Our suggestion would be to base the requirement on something that is also useful to the day to day running of the scheme, and not just a compliance number for dashboards. This gives schemes and members alike the ‘double-whammy’ outcome of better dashboard and better everyday servicing.

One suggestion could be to treat a dashboard request by a member as a request for a single retirement projection to an agreed date. This would avoid the relative variety you might get if you just ask for benefit statement data. There is no common standard for benefit statements, and many schemes do not produce them unless asked. Improving or increasing automation around retirement quotations is something that can be used in regular member activity, not just to service dashboard visits.

If phasing is to be used to roll out dashboards at all, it should be used to stagger when schemes and providers must send level 2 data. Phase 1 should be “find everyone”, i.e. maximum market breadth for level 1 data. Phase 2 onwards can then be sector by sector rolling out the automated provision of benefit data. You would not need to explain why certain sectors lag behind others. People would understand that it is a new service and therefore some information will take longer to go live than others. You would not need to explain the differences between sectors, just that dashboards will continually improve over time, so they keep coming back for more. This makes the provision of near-100% coverage in phase one all the more critical.

Underlying schemes and providers will make investments in automation on a cost benefit basis. The legislation being passed will obviously be a big factor in making sure that schemes and providers prioritise this work when they may otherwise not.

Considered Exemptions For Schemes

Lastly, there needs to be recognition that there will still be some schemes that could not afford or justify any more work in this area. Schemes will all be at their own stage of a life cycle. Many will be still working flat out to equalise GMP benefits, others will be carrying out activity to de-risk or even close. We recommend that a small percentage of exception schemes be allowed to respond to dashboard requests offline. Again subject to permissions in the user journey, allow schemes to acknowledge the member and then communicate with them later using the email, or address just provided as part of the “Reconnect” service.

We appreciate that this could be open to abuse, or an excuse not to improve member coverage, so you could create a framework, based on the MI captured as part of industry infrastructure that would allow FCA or TPR to monitor those data providers opting for this exception. There would need to be a controlled list of valid reasons for exception (given that there will be a legislative requirement to provide data). Perhaps controls akin to the way in which TPR can set targets for data quality that allows them to zoom in on those schemes with lower scores to assess the recovery plans those schemes have in place to improve data quality. This way you could focus on schemes who are slow or unwilling to improve automation.

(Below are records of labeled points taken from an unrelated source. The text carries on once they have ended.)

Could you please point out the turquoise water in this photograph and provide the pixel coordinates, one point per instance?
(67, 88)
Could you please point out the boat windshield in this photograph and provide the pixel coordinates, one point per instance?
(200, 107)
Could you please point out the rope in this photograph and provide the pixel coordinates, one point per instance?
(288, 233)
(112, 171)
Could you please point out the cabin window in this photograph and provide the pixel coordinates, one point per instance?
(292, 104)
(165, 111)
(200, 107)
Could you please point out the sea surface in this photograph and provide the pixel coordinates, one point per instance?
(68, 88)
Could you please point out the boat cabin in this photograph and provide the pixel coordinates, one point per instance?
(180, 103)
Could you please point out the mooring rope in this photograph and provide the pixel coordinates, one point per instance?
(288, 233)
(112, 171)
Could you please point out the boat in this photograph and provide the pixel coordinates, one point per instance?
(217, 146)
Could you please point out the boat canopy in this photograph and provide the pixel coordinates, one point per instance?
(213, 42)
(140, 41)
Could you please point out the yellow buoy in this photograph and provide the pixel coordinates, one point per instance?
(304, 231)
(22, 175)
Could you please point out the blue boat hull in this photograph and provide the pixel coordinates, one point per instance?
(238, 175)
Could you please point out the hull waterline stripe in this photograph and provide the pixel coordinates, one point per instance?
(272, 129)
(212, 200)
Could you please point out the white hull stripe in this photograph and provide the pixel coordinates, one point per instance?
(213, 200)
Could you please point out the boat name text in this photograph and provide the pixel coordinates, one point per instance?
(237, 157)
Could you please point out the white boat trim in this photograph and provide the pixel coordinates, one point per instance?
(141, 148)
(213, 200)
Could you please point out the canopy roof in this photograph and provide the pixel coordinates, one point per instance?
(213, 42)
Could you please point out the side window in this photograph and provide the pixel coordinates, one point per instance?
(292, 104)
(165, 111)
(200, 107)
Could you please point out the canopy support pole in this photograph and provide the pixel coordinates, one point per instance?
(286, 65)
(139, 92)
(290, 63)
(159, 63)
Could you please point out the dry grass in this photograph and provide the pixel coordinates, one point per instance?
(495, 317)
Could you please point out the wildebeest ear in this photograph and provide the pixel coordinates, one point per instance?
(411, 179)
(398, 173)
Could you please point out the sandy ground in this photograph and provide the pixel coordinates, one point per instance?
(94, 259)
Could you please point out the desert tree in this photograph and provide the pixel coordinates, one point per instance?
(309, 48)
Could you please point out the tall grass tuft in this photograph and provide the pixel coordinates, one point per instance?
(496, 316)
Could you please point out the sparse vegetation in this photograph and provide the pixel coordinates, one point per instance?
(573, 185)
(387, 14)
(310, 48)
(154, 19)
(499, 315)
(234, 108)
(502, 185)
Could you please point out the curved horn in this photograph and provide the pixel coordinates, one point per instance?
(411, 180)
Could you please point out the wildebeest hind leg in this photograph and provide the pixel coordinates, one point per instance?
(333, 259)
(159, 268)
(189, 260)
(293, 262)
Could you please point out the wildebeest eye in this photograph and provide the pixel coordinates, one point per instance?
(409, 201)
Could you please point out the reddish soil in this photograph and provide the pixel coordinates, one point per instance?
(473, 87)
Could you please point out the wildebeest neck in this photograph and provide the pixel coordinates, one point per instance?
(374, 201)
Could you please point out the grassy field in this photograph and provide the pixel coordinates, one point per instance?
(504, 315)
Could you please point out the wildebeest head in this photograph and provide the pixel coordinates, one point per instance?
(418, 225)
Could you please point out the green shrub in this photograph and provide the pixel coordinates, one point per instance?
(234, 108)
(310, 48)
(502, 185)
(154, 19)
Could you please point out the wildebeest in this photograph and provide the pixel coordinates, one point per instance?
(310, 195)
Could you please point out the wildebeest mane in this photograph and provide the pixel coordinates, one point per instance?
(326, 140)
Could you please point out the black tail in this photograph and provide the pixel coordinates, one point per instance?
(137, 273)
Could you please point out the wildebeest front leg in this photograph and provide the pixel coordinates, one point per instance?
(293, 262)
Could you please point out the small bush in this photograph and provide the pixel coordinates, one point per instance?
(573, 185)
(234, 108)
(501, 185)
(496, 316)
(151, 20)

For more information, we are publishing our response to the call for input questions in full below:

toggle Existing user research indicates that people have a low tolerance for incomplete dashboards and would rather wait until the majority of pension providers and schemes are ‘online’. To be acceptable to individuals, what proportion of their pension entitlements should initial dashboards find? Please indicate any consumer or other research used in framing your response to this question.

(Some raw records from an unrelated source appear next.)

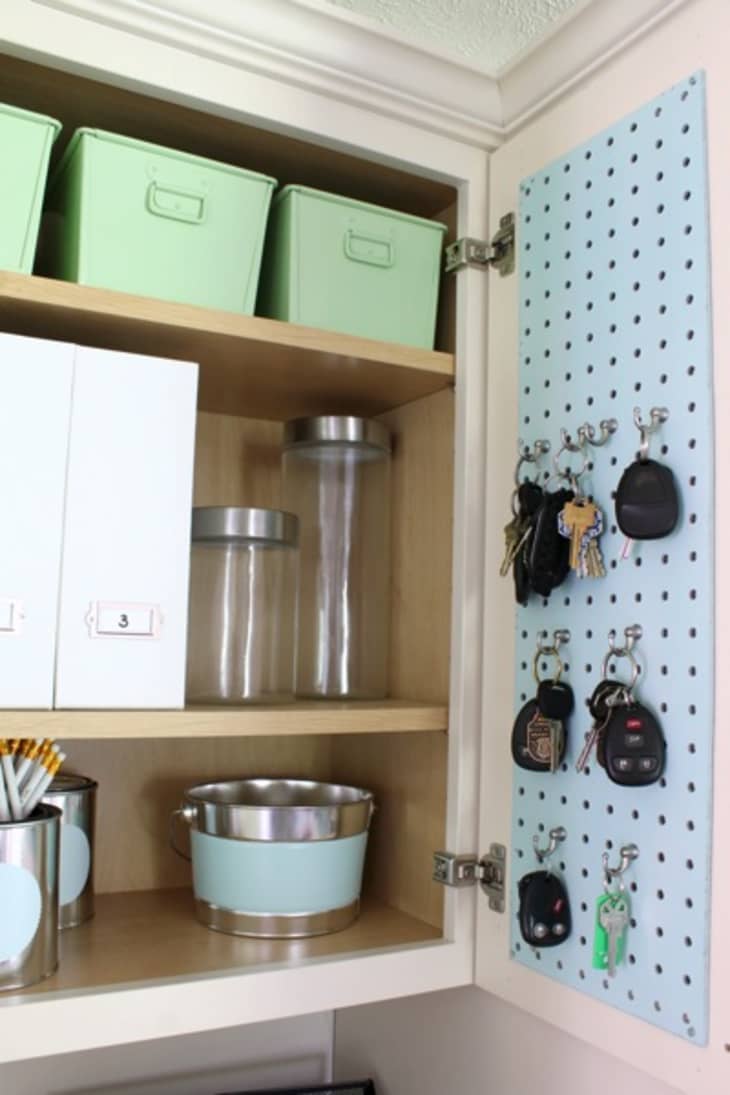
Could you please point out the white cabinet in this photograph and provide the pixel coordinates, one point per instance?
(127, 531)
(35, 404)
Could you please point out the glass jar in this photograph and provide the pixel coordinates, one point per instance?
(337, 480)
(242, 606)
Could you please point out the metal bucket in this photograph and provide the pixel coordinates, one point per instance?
(29, 898)
(277, 859)
(76, 797)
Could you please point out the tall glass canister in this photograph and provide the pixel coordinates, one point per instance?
(337, 480)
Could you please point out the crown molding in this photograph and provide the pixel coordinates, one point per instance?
(590, 39)
(313, 49)
(306, 47)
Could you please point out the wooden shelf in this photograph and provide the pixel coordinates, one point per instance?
(248, 366)
(151, 935)
(294, 719)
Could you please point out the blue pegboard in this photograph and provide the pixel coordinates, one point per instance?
(615, 313)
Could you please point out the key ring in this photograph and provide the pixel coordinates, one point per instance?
(621, 653)
(547, 652)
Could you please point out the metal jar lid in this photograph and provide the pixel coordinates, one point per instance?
(243, 523)
(67, 784)
(336, 428)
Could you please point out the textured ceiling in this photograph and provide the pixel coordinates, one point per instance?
(484, 34)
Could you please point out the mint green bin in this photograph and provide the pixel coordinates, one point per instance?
(345, 265)
(25, 143)
(139, 218)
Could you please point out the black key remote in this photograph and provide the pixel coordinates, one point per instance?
(544, 913)
(634, 748)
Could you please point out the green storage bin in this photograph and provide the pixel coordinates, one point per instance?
(25, 143)
(139, 218)
(350, 266)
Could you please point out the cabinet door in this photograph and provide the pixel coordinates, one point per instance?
(35, 401)
(127, 532)
(615, 225)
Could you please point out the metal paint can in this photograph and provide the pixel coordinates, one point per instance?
(29, 898)
(76, 797)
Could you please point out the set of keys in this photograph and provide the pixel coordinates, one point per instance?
(627, 737)
(612, 921)
(581, 522)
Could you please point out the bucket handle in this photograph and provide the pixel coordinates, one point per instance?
(182, 811)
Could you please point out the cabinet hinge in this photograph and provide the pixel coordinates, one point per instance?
(499, 253)
(489, 872)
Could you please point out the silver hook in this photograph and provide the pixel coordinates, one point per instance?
(559, 636)
(587, 433)
(525, 457)
(567, 445)
(628, 853)
(658, 415)
(633, 634)
(555, 837)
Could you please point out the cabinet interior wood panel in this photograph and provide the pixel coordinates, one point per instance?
(423, 498)
(407, 773)
(141, 783)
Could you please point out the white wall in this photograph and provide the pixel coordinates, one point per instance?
(264, 1055)
(466, 1042)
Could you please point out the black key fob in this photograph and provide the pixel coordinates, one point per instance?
(539, 742)
(634, 747)
(544, 909)
(548, 558)
(647, 500)
(555, 699)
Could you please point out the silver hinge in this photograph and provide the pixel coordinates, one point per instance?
(489, 872)
(499, 253)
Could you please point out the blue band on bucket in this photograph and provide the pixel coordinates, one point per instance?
(281, 878)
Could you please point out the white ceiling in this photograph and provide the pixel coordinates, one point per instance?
(487, 35)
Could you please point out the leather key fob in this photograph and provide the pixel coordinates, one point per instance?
(531, 739)
(647, 500)
(634, 747)
(548, 561)
(544, 912)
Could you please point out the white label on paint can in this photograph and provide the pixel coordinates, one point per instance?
(20, 910)
(74, 864)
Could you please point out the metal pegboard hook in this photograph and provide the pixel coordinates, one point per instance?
(628, 853)
(525, 456)
(587, 433)
(658, 416)
(632, 634)
(559, 636)
(555, 837)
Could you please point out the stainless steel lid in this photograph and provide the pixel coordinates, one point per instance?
(336, 428)
(241, 523)
(278, 809)
(66, 784)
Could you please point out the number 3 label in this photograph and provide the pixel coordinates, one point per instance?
(134, 621)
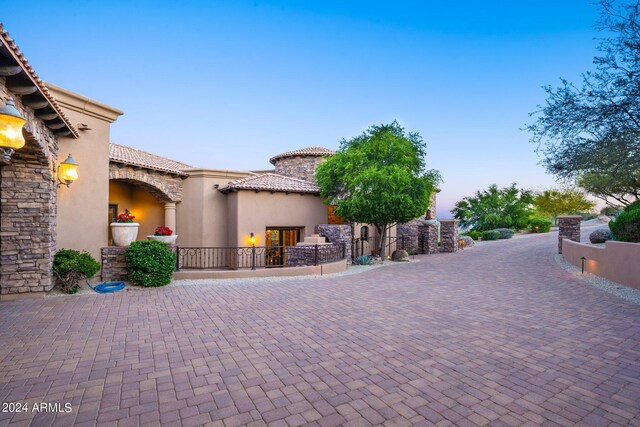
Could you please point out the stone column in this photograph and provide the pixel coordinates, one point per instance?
(449, 235)
(568, 228)
(428, 237)
(170, 216)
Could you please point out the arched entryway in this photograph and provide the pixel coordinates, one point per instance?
(148, 195)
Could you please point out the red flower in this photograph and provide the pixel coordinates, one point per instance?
(124, 217)
(163, 231)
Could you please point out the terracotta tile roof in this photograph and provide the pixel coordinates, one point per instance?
(309, 151)
(132, 156)
(272, 182)
(14, 50)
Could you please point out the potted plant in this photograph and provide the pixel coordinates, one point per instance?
(123, 229)
(164, 234)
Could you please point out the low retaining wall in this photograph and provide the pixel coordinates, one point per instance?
(328, 268)
(616, 261)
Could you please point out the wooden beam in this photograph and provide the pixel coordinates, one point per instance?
(35, 101)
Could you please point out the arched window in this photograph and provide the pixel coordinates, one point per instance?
(364, 233)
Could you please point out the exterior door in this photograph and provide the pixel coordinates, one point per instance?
(276, 240)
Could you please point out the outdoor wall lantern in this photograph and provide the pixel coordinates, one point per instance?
(11, 123)
(67, 172)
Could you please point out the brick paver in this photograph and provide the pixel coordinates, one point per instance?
(494, 335)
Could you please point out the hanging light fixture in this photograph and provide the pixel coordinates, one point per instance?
(11, 123)
(67, 171)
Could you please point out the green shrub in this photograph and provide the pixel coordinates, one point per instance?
(540, 225)
(632, 207)
(71, 266)
(626, 228)
(490, 235)
(505, 233)
(475, 235)
(609, 211)
(363, 260)
(150, 263)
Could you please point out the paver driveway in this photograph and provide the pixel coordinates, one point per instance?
(496, 334)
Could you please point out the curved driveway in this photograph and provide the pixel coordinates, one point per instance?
(497, 334)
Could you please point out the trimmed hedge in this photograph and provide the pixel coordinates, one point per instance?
(505, 233)
(626, 227)
(490, 235)
(540, 225)
(150, 263)
(475, 235)
(71, 266)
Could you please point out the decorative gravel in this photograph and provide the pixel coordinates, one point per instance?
(614, 288)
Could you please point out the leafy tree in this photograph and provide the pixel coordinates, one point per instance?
(494, 208)
(561, 202)
(379, 178)
(592, 133)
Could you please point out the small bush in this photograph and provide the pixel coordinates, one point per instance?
(490, 235)
(632, 207)
(72, 266)
(150, 263)
(505, 233)
(540, 225)
(586, 216)
(626, 228)
(609, 211)
(475, 235)
(363, 260)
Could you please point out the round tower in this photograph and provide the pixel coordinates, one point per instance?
(300, 164)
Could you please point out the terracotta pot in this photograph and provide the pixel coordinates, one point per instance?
(124, 232)
(165, 239)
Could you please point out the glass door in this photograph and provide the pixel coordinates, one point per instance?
(276, 240)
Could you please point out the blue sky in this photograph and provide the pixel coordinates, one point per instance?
(228, 84)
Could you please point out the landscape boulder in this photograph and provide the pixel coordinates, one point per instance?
(600, 236)
(400, 255)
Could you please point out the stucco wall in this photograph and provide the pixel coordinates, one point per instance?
(257, 211)
(617, 261)
(149, 212)
(82, 208)
(203, 213)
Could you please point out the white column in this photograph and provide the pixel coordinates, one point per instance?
(170, 216)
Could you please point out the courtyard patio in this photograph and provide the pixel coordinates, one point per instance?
(498, 334)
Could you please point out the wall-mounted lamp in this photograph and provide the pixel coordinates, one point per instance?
(66, 172)
(11, 123)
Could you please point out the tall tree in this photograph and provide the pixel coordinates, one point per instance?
(495, 207)
(594, 129)
(561, 202)
(379, 178)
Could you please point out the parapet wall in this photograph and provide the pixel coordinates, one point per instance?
(616, 261)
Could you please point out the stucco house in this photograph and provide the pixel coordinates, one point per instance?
(207, 208)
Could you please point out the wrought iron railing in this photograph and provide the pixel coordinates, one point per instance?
(253, 257)
(371, 245)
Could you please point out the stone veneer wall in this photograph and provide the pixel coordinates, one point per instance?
(428, 237)
(338, 234)
(449, 235)
(568, 228)
(114, 264)
(28, 210)
(164, 187)
(299, 167)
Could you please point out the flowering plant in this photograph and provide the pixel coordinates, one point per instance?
(163, 231)
(125, 217)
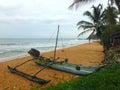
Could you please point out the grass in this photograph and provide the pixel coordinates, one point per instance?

As described in our background and context, we believe the best, and quickest route to reconnecting people with their pensions is to separate the “find” and “value” functions of Dashboards into separate phases. Having an online “find” service first will immediately resolve a gap in the industry today, reconnecting people in one place of their choosing. This places a focus on phase one to get maximum coverage before considering being fully “live”, perhaps high 90s.

People of course will never know if all the pensions found are definitely all the pensions they have, so communications will need to have that caveat that providers may be missing until the 100% mark is reached.

The advantage of phasing by the content of data, rather than by the providers of the data is that you can check user expectation as you go and prioritise based on their feedback. The additional advantage to industry is that it allows data providers to break up their own project commitments into the work required to support being part of the infrastructure, plus the priority work which has to be getting personal data in order, so that matching works. There will be zero tolerance for false positives amongst risk-averse Trustees and Employers, particularly when the service is new. If data providers don’t get the match process right, then everything else pales into insignificance.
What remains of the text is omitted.